To our knowledge, no prior study has examined whether time-of-testing influences visual function or visuospatial cognition in pwMS. Nevertheless, it is known that pwMS experience diurnal increases in fatigue Reference Claros-Salinas, Bratzke, Greitemann, Nickisch, Ochs and Schröter3 and that fatigue may be associated with reduced oculomotor function (especially saccadic inefficiency) Reference Zangemeister, Heesen, Röhr and Gold9 and altered cortico-striato-thalamo-cortical network functional connectivity. Reference Kampaite, Gustafsson and York10 What remains unknown is whether there is a diurnal decline in the visuospatial pathway in pwMS. Future studies that explore how time-of-testing influences visuospatial cognition should incorporate concomitant measures of eye movements and neuroimaging.
Study limitations include its retrospective cross-sectional exploratory design and no measures of chronotypes, sleep parameters or medications other than DMTs. Additionally, the test administrator and the participant typically determined the testing time in collaboration. While common in clinical testing, work schedules or driving capacity may influence scheduling. Nonetheless, we demonstrated reduced visuospatial cognitive test performance at a later time-of-testing, but it had no influence on other cognitive domains in pwMS. Although clinically relevant, it is unknown whether a diurnal decline in visuospatial cognitive performance translates to occupational or driving performance differences. Our finding supports studies to address these questions.
Supplementary material
The supplementary material for this article can be found at https://doi.org/10.1017/cjn.2025.10124
Data availability statement
The dataset is available from the corresponding author upon reasonable request.
Author contributions
DEF: Conceptualization, methodology, formal analysis, data curation, writing – original draft, writing – review and editing; ANES: Writing – original draft, writing – review and editing; JO: Methodology, writing – review and editing; AF: Conceptualization, methodology, writing – review and editing, supervision.
Funding statement
Dr Freedman completed this work during a Multiple Sclerosis Neuropsychiatry Fellowship supported by the Sunnybrook Foundation.

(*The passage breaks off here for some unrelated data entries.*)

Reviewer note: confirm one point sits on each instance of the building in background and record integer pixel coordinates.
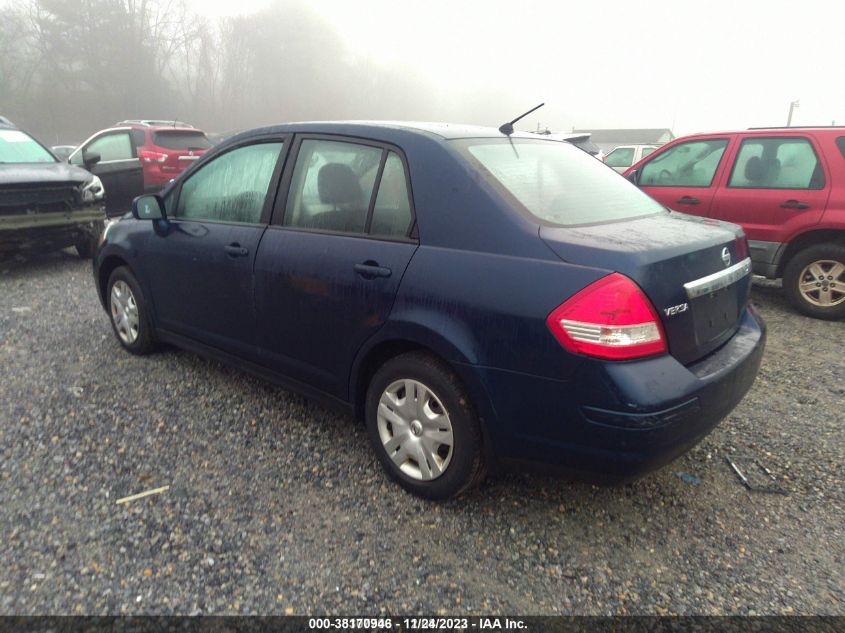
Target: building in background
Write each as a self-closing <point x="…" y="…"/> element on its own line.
<point x="608" y="139"/>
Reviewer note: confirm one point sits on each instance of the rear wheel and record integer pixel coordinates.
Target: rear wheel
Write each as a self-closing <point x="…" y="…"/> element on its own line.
<point x="814" y="281"/>
<point x="129" y="313"/>
<point x="423" y="428"/>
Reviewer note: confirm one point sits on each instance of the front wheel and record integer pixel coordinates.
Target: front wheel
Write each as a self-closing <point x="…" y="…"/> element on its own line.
<point x="423" y="428"/>
<point x="814" y="281"/>
<point x="129" y="313"/>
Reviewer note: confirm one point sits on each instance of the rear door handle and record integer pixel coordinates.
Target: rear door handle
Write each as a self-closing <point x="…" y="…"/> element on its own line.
<point x="688" y="200"/>
<point x="371" y="270"/>
<point x="236" y="250"/>
<point x="794" y="204"/>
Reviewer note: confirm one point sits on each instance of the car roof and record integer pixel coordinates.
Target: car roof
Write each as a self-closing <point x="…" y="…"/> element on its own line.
<point x="763" y="131"/>
<point x="365" y="128"/>
<point x="154" y="123"/>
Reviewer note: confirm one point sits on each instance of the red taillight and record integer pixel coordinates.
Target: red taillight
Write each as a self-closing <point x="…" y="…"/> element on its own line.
<point x="611" y="318"/>
<point x="151" y="157"/>
<point x="741" y="247"/>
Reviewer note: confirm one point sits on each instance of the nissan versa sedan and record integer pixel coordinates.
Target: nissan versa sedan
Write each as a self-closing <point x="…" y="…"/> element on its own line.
<point x="478" y="299"/>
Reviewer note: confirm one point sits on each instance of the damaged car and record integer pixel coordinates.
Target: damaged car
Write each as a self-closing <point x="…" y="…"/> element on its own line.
<point x="45" y="204"/>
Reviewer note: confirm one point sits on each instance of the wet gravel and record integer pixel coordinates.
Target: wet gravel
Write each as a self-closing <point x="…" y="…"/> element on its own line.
<point x="276" y="505"/>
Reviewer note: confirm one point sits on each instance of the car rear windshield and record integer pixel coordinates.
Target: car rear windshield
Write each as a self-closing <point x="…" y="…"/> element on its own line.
<point x="181" y="140"/>
<point x="556" y="182"/>
<point x="19" y="147"/>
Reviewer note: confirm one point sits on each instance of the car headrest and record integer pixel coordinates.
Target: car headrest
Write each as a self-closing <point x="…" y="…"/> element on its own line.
<point x="755" y="169"/>
<point x="337" y="184"/>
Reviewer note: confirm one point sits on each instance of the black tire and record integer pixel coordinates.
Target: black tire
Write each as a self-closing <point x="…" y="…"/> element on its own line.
<point x="86" y="246"/>
<point x="138" y="340"/>
<point x="464" y="461"/>
<point x="826" y="257"/>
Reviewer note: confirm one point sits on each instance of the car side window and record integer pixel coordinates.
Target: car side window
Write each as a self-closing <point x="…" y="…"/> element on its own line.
<point x="113" y="146"/>
<point x="777" y="163"/>
<point x="690" y="164"/>
<point x="620" y="157"/>
<point x="332" y="186"/>
<point x="232" y="187"/>
<point x="392" y="211"/>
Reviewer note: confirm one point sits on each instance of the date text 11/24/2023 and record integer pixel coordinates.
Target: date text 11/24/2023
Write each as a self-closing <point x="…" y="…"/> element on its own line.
<point x="416" y="624"/>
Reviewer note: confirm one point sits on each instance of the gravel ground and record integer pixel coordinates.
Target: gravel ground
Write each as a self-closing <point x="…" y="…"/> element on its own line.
<point x="277" y="505"/>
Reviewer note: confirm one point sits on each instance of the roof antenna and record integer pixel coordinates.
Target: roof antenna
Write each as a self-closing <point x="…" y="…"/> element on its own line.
<point x="507" y="128"/>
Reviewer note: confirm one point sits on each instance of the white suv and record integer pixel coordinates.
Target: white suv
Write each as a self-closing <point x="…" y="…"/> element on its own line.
<point x="624" y="156"/>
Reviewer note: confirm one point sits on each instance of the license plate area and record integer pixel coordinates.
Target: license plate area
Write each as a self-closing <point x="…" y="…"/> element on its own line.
<point x="715" y="313"/>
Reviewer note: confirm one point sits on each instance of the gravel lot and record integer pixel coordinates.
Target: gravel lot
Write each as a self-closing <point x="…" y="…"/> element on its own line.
<point x="277" y="505"/>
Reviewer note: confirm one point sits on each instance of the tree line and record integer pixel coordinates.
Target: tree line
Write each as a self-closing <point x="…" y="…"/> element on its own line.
<point x="71" y="67"/>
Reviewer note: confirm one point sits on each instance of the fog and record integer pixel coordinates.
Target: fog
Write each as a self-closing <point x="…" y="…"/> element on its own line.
<point x="71" y="67"/>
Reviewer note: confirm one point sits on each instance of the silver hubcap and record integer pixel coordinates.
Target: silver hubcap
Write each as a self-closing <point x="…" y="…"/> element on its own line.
<point x="124" y="312"/>
<point x="822" y="283"/>
<point x="415" y="429"/>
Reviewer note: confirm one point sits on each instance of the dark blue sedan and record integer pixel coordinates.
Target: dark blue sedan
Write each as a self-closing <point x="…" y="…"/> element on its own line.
<point x="477" y="298"/>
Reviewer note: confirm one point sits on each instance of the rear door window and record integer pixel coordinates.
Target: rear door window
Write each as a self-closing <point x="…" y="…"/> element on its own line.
<point x="231" y="188"/>
<point x="777" y="163"/>
<point x="392" y="212"/>
<point x="111" y="147"/>
<point x="332" y="186"/>
<point x="690" y="164"/>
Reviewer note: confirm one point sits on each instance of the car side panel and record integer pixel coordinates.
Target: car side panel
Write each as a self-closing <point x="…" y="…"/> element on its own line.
<point x="492" y="308"/>
<point x="759" y="210"/>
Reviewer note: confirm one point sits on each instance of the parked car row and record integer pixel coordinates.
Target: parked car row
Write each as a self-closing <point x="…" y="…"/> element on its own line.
<point x="784" y="186"/>
<point x="139" y="156"/>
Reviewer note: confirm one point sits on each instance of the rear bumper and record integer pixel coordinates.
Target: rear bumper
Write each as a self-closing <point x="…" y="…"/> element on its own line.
<point x="616" y="421"/>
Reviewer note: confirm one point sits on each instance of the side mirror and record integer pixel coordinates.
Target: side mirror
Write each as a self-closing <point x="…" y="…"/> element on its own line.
<point x="148" y="207"/>
<point x="90" y="158"/>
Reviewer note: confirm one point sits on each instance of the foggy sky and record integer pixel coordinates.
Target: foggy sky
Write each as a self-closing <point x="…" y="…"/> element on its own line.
<point x="597" y="64"/>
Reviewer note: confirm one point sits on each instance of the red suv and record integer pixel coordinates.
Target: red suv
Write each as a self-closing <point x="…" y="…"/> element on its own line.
<point x="166" y="149"/>
<point x="785" y="186"/>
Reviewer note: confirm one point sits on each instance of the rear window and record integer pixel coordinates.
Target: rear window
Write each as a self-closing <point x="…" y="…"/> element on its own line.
<point x="19" y="147"/>
<point x="556" y="182"/>
<point x="181" y="140"/>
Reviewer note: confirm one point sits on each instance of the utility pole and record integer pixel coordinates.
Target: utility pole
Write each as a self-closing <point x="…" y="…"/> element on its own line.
<point x="792" y="106"/>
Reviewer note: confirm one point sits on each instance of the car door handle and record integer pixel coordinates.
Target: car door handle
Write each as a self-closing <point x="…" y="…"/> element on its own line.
<point x="794" y="204"/>
<point x="236" y="250"/>
<point x="688" y="200"/>
<point x="371" y="270"/>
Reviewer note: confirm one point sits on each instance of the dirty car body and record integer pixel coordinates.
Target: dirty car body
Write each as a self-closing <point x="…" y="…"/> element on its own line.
<point x="45" y="204"/>
<point x="590" y="328"/>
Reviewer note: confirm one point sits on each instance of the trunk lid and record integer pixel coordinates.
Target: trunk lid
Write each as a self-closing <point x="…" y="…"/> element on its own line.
<point x="694" y="270"/>
<point x="182" y="148"/>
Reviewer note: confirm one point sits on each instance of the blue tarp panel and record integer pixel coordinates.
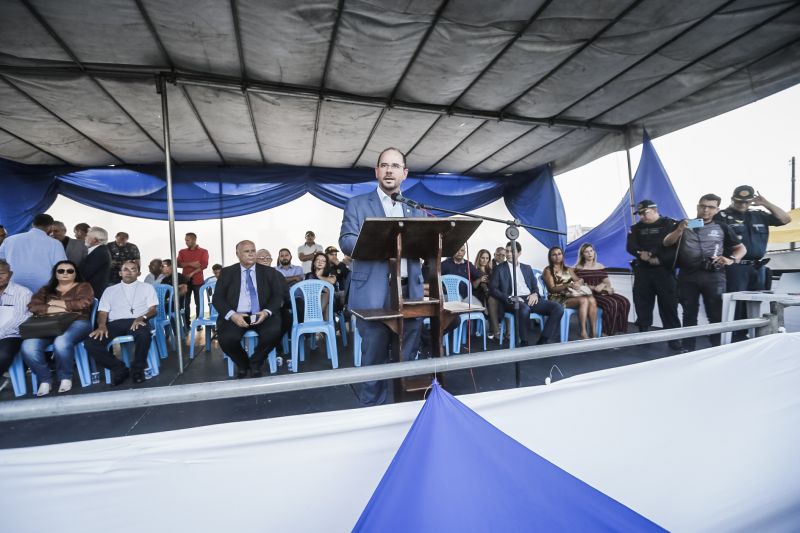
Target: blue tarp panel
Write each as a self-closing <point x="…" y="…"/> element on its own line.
<point x="457" y="472"/>
<point x="650" y="182"/>
<point x="213" y="192"/>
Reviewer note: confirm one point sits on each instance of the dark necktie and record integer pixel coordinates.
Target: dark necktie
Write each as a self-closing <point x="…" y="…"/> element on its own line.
<point x="251" y="291"/>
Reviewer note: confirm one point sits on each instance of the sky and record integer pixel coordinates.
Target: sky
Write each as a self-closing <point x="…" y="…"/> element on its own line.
<point x="751" y="145"/>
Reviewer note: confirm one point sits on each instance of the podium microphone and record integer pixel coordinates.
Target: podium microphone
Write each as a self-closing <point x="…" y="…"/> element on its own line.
<point x="397" y="197"/>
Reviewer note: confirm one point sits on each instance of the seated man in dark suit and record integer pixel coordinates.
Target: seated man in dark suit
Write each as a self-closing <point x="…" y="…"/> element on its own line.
<point x="248" y="296"/>
<point x="96" y="267"/>
<point x="501" y="286"/>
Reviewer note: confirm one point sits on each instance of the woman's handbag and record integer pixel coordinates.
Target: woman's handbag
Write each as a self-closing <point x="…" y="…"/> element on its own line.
<point x="582" y="290"/>
<point x="47" y="326"/>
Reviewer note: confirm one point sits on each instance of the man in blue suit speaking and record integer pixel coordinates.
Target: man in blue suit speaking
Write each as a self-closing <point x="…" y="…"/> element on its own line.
<point x="501" y="286"/>
<point x="369" y="280"/>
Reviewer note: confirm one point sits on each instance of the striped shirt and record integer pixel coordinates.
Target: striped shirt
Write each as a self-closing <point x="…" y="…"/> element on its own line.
<point x="14" y="302"/>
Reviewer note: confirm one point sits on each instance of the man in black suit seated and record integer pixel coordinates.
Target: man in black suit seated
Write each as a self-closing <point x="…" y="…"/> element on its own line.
<point x="96" y="267"/>
<point x="248" y="296"/>
<point x="501" y="286"/>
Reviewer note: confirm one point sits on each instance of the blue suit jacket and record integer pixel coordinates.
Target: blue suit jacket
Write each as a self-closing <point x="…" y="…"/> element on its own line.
<point x="501" y="284"/>
<point x="369" y="280"/>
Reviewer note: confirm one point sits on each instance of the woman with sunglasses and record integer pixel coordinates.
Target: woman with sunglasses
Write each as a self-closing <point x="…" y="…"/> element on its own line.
<point x="65" y="292"/>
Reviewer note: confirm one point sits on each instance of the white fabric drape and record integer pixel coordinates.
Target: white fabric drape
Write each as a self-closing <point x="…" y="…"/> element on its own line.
<point x="705" y="441"/>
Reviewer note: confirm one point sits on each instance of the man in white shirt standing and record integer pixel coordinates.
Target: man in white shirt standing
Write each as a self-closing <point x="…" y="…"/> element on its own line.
<point x="32" y="254"/>
<point x="305" y="253"/>
<point x="124" y="309"/>
<point x="14" y="300"/>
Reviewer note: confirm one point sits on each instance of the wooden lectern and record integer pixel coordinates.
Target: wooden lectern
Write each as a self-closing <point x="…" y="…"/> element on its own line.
<point x="392" y="239"/>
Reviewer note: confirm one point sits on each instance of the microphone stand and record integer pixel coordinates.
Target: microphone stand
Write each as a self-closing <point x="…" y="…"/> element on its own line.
<point x="512" y="234"/>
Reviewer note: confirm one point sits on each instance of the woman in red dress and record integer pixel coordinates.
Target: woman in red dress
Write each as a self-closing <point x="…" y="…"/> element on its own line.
<point x="615" y="306"/>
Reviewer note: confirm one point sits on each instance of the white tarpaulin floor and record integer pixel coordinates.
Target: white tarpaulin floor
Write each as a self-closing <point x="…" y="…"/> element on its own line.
<point x="705" y="441"/>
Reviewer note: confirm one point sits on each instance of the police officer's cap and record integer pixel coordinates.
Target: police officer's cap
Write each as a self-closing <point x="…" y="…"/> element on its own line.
<point x="645" y="204"/>
<point x="743" y="193"/>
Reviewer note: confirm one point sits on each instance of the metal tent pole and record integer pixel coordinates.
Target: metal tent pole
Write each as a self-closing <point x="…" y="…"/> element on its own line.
<point x="630" y="173"/>
<point x="792" y="245"/>
<point x="176" y="300"/>
<point x="221" y="227"/>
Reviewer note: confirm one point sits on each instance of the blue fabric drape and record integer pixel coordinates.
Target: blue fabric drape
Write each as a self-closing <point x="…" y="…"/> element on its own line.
<point x="217" y="192"/>
<point x="650" y="182"/>
<point x="456" y="472"/>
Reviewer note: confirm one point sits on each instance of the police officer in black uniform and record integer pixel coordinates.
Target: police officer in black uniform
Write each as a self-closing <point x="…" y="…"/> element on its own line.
<point x="703" y="254"/>
<point x="653" y="269"/>
<point x="752" y="227"/>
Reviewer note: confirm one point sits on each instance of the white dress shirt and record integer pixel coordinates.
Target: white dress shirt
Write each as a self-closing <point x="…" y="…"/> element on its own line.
<point x="243" y="307"/>
<point x="13" y="309"/>
<point x="393" y="209"/>
<point x="127" y="300"/>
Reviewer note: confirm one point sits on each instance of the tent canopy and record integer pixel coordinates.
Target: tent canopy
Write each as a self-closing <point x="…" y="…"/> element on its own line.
<point x="788" y="233"/>
<point x="464" y="86"/>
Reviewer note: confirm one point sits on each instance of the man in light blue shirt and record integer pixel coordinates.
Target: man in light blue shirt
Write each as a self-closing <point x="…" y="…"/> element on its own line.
<point x="33" y="254"/>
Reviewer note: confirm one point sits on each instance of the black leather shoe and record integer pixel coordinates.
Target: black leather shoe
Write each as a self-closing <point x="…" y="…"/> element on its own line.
<point x="118" y="378"/>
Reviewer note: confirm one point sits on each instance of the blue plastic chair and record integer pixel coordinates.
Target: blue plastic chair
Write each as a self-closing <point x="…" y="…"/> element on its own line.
<point x="17" y="374"/>
<point x="511" y="319"/>
<point x="512" y="329"/>
<point x="452" y="284"/>
<point x="81" y="363"/>
<point x="356" y="341"/>
<point x="249" y="344"/>
<point x="208" y="323"/>
<point x="162" y="322"/>
<point x="313" y="320"/>
<point x="342" y="327"/>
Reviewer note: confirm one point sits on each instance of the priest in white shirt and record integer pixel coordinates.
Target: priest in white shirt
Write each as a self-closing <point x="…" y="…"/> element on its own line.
<point x="124" y="309"/>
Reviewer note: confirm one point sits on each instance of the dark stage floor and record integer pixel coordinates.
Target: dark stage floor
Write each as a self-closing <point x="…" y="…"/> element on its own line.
<point x="210" y="366"/>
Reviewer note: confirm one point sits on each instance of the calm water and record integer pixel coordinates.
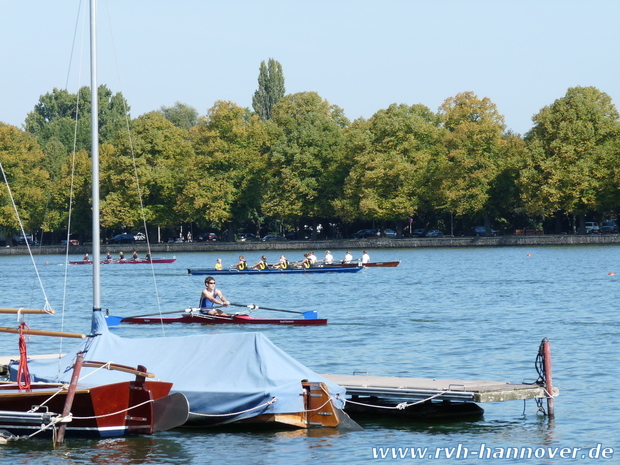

Dr Oh received grants to the institution from MS Canada, Brain Canada, Biogen-Idec and Roche.
Competing interests
Dr Oh has received consulting fees from Biogen-Idec, EMD-Serono, Amgen, Novartis, Eli-Lilly, Sanofi and Roche; payment or honoraria from EMD-Serono, Biogen-Idec, Novartis, Roche and Sanofi; and leadership or fiduciary role as Chair of Medical Advisory Committee for MS Society of Canada and Vice President of the Canadian Network of MS Clinics during the conduct of this study. Dr Feinstein has received grants from MS Canada, the MacArthur Foundation and the Knight Foundation; royalties from Johns Hopkins University Press, Cambridge University Press and G Editions; and honoraria from Novartis and Merck Serono during the conduct of this study. All other authors have no relevant financial or nonfinancial interests to disclose.
Ethical statement
The study was conducted in accordance with the Declaration of Helsinki and was approved by the Ethics Committee of Sunnybrook Health Sciences Centre (no. 5263) on December 30, 2021, with the need for written informed consent waived.